An AI calling deployment requires CRM integration. A brokerage without a functional CRM cannot deploy AI calling effectively. Addressing the CRM gap first (2–4 weeks, ₹20,000–₹60,000 setup cost for Sell.Do or LeadSquared) is the prerequisite before AI calling becomes viable.
Most agency contracts have 30–90 day notice periods. The transition plan:
Give agency notice per contract terms. Begin AI calling platform selection and CRM integration setup in parallel with active agency operations. Use this period to finalise the qualification script and complete CRM field mapping.
Go-live with AI calling on 30–50% of lead volume. Agency continues on the remainder. Compare performance side-by-side on the same lead types. The 30-day comparison gives clean internal justification data for the full transition.
AI calling takes full lead volume.

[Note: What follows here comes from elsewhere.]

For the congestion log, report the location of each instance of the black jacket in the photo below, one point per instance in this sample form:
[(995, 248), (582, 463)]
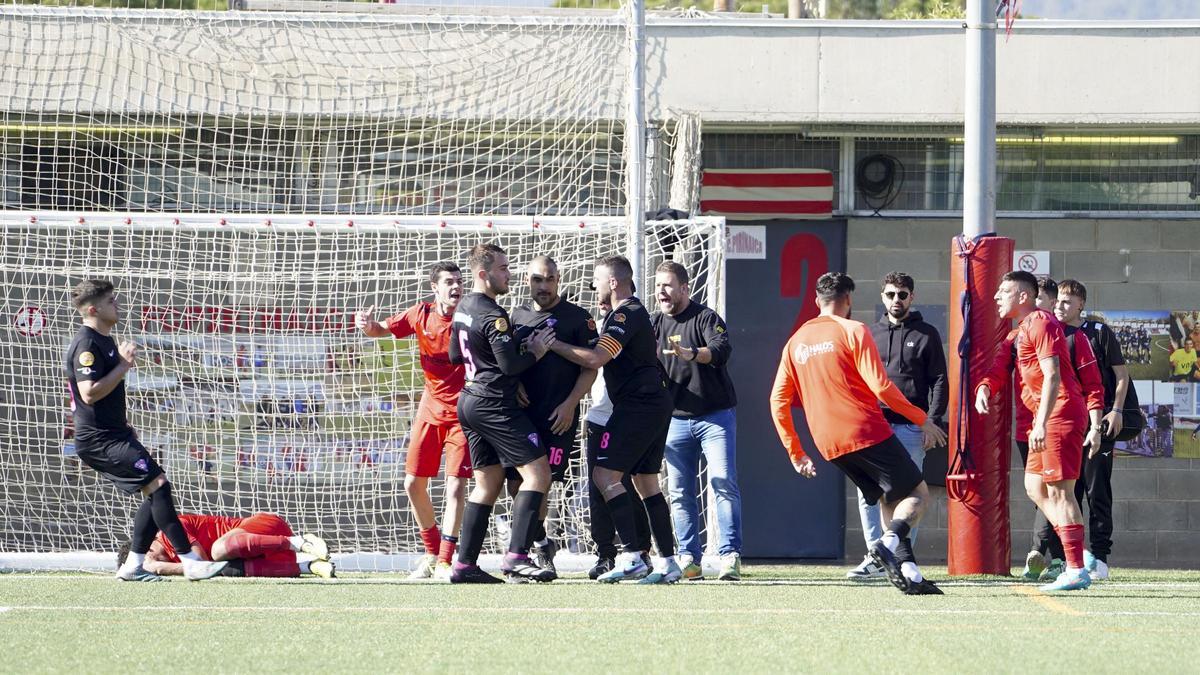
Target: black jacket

Agency contract concludes. The parallel-track data from Month 0 provides a clean before/after comparison for internal reporting and confirms calibration is complete before the agency is fully wound down.
The risk in this transition: There is a brief period where performance may dip as the AI system is calibrated. Having 2–3 weeks of overlap between agency wind-down and AI calibration completion mitigates this. Do not wind down the agency before the AI system has completed at least one full calibration cycle — typically 2–3 weeks of live calling data.
Cost figures, TCO calculations, and performance benchmarks in this article are based on aggregated market data from Gurugram real estate brokerage operations through 2026, standard BPO industry compensation data, and enterprise AI calling platform pricing as of June 2026. Agency cost ranges vary significantly by provider, contract terms, and lead volume. Revenue loss estimates for quality drift are illustrative calculations based on historical conversion rate degradation observed in agency deployments. Individual costs and conversion outcomes will vary.